Constantly treading the line between your best friend and your worst nightmare. They’re always overly ecstatic to see you which is great, especially if you’re in need of a hug. Until you realise that hug is a sweaty mess and your clean white shirt (what were you thinking wearing that to the club?) is covered in beer. Not to worry though! Because they’ll buy you another beer, take you to the dancefloor and introduce you to all their friends. Which would be great, if you weren’t trying to have a super chill one or you weren’t in the mood to have that hour long existential conversation about life and why they get munted in the first place. There is no single personality in nightlife who is as polarising as the munter with their ability to simultaneously be the best and the worst.
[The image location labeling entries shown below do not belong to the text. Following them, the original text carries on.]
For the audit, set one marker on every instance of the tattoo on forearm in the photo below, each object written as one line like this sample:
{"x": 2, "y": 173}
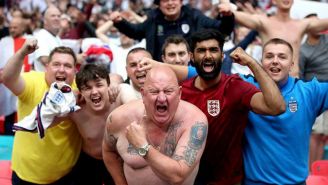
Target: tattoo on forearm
{"x": 132, "y": 150}
{"x": 197, "y": 138}
{"x": 171, "y": 139}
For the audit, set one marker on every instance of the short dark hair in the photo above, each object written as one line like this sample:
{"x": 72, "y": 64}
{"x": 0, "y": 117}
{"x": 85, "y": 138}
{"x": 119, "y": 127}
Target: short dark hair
{"x": 63, "y": 50}
{"x": 206, "y": 34}
{"x": 174, "y": 39}
{"x": 91, "y": 72}
{"x": 279, "y": 41}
Have fun with this guy, just be careful you don’t end up with a bit of vomit on your new shoes.

4. Social Photographer

The biggest problem with the social photographer is their seeming inability to exist in the moment. We’re not going to say no to a happy snap or two throughout the night, but this person takes it upon themselves to make completely document the night. That includes 20 blurry snap-stories (who even uses Snapchat anymore?) 15 separate selfies of separate stages throughout the night (different friends in each, obviously).

5. The Sonic Hipster

The musical hipster isn’t just any form of hipster, it’s nightlife’s very own interpretation. As per the usual hipster, they’re the person who rocked up just to diss the party. It doesn’t matter whether the artist is underground, over ground or literally never released a tune or a played a set anywhere. Similar to the super fan they were ‘listening to them before they were cool.’ You want to tell these flogs to get out of the joint, but at the end of the day they’ve usually got enough bucks to grab a couple of craft beers and we’re all trying our best to keep the nightlife economy afloat.

6. The DJ’s ‘Friend’

This is the person who knows absolutely nothing about what’s happening, the music, the people or anything. They loosely saw a friend they went to high school a few years ago was playing a support slot and figured they’d cruise along to tell everyone they know the DJ. Don’t get us wrong, they know the DJ, but whether they’ve spoken to them in the last 6 years is a completely different question.

7. The Music Blogger

Always talking about the next big thing, this person is probably the WORST person you’ll meet on a night out. They won’t leave your ear, spouting jargon that doesn’t make any sense. ‘This guy’s the next, FlumeMall GrabSkrillexDiploDaft Punk‘ There’s always a likeness to be made to someone that barely exists and a comment to be made about a shitty interview that they had. On top of that they’ll definitely tell you they didn’t pay to get in,  ‘Oh yeah, I came because I was on the guesty‘ We get it, you’re a big deal, now sit back and let me enjoy the show.

These were our picks for people who we try to avoid on a night out, have we missed any? Tell us what you think below!